Wednesday, March 11, 2009 07:25 AM

@md But riddle me this

I agree with you, mdlewis, and so does every country that tried to follow WorldBank directives during hard times. It's fascinating how profoundly hypocritical we're being.

But, I don't understand two things:

1. I can't see that it matters much at this point if _individuals_ pay down debt, save money, or spend.

2. I can understand why FDR worked through federal agencies (and created them). But I don't understand why Twittering Obama is exclusively working through thousands of govt agencies and creating de facto new bureaucracies with confusing lines of authority. Why not fund individuals directly with as little fuss as possible, and capitalize banks/save businesses through their microdecisions, and save state governments through taxes on their increased incomes? Also, the stimulus STILL isn't out here. If speed was the answer to "catastrophe" just deposit a lump sum in our bank accounts. What's up with the months of delay?

Wednesday, March 11, 2009 06:54 PM

Tawdry Jack

I can live with that, heh.

Which individuals?

I say all individuals. Obama, so far, has made payouts only to the most privileged. Btw, we have succesfully made direct payments to all individuals before.
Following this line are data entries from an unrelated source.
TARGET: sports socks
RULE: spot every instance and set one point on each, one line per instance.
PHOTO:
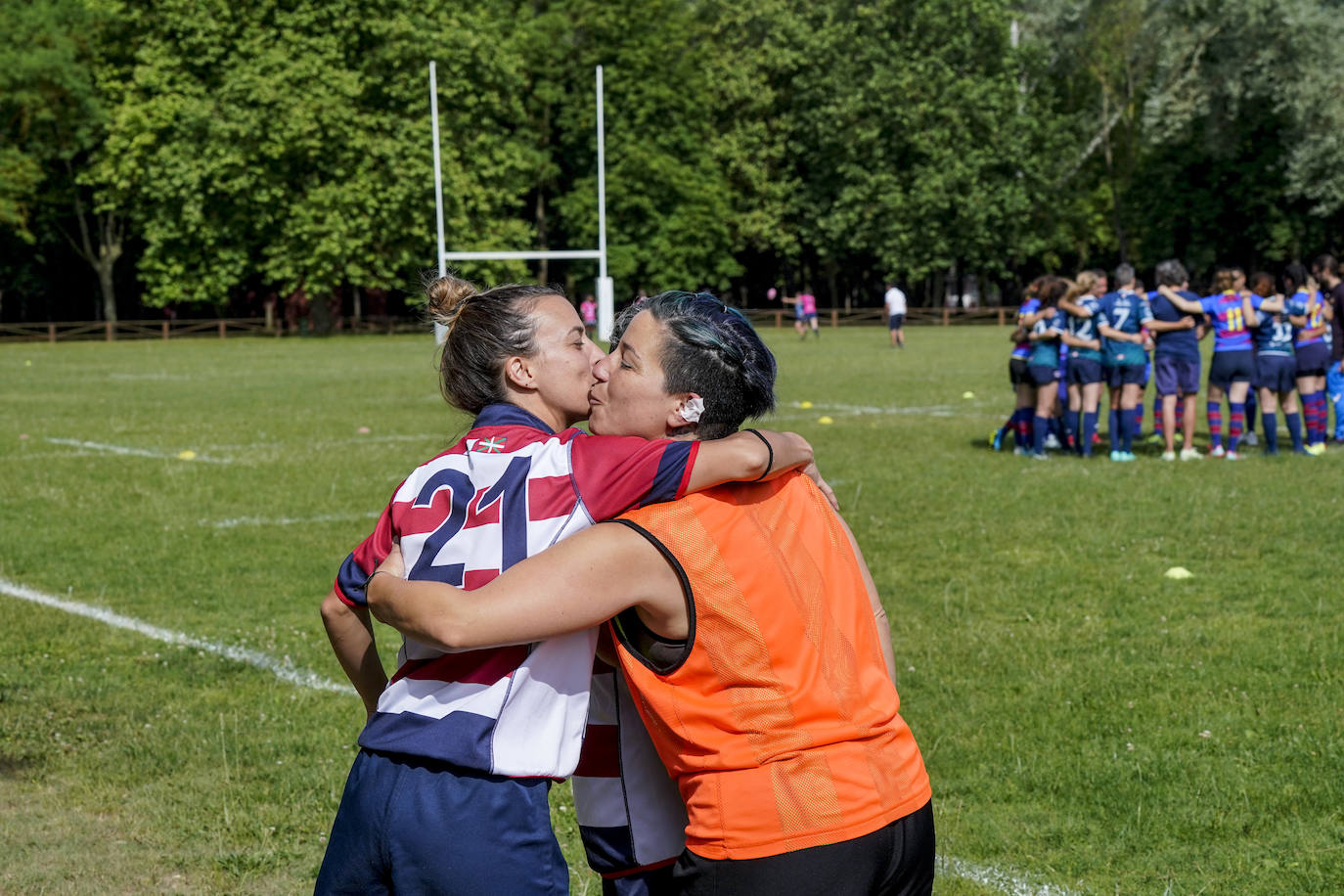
(1238, 422)
(1215, 424)
(1271, 421)
(1318, 414)
(1294, 430)
(1128, 425)
(1089, 430)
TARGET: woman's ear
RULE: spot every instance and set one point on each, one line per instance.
(517, 373)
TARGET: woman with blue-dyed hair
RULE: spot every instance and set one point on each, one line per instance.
(747, 628)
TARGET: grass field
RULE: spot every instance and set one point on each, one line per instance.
(1089, 724)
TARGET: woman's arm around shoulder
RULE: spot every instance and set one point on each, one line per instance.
(575, 585)
(351, 636)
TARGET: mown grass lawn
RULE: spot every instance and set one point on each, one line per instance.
(1089, 724)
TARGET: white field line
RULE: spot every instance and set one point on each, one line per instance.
(285, 520)
(133, 452)
(996, 878)
(283, 669)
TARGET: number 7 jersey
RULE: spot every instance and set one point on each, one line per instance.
(509, 489)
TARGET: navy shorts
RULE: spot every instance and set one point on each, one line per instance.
(1232, 367)
(895, 860)
(1276, 373)
(1127, 375)
(409, 825)
(1043, 375)
(1312, 360)
(1176, 375)
(1084, 371)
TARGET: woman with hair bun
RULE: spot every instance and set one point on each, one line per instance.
(449, 790)
(746, 623)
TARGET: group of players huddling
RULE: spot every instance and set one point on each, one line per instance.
(1269, 344)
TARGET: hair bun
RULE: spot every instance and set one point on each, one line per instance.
(446, 295)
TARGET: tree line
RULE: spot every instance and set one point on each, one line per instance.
(208, 156)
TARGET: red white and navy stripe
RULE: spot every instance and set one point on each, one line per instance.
(506, 490)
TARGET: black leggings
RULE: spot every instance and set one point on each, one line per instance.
(895, 860)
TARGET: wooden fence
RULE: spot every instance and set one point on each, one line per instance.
(222, 328)
(870, 316)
Is the government a better spender than individuals? I'm not sure that's the point, but, fwiw, sometimes, sometimes not. The Iraq war was kind of a waste of money, imho. And in Obama's not so humble opinion.

The worthiness of projects in the stimulus ranges from admirable to nuts, but all of this spending, good and bad, is incredibly slow. The stimulus is really just another budget. Direct payments to individuals would have worked faster, and replaced many of the complex programs that will attract litigation and fraud.

For most people, particularly the young, a direct payoff would be some return on the immense sums they will be paying off for decades. But, those older folks looking at depleted 401Ks would also have benefited, as would mortgage holders and on, and on.

Instead, we're paying for luxuries for the incredibly wealthy bankers, insurance wackos, and the like. You've got the story exactly backwards.

Thursday, March 12, 2009 06:58 AM

Nobody on the corner has swagger like us

Already going to hell just pumping that gas...

The chest-thumping contrition by various economists is still shallow. Our view of the history of markets needs to be longer, and deeper, and include all kinds of markets for all kinds of products and all people. Even now when we should know better, almost all attention is focused on helping the most elite people and elite corporations. Off they go to the G-20 to drink find liquor and screw us over. "Us" not just being Americans.

We need to break up monopolies and oligarchies, not enrich them. We need more competition in finance, not less. We need to include people in the economic system, not force them to the sidelines and black markets. We have to include environmental liabilities and commodity dependence within the market, and make them real within every market transactions. We must organize people across national boundaries. Just as Reagan and Clinton organized the elites against peoples across the world, we have to find a way to organize people to handle their run-amuck elites.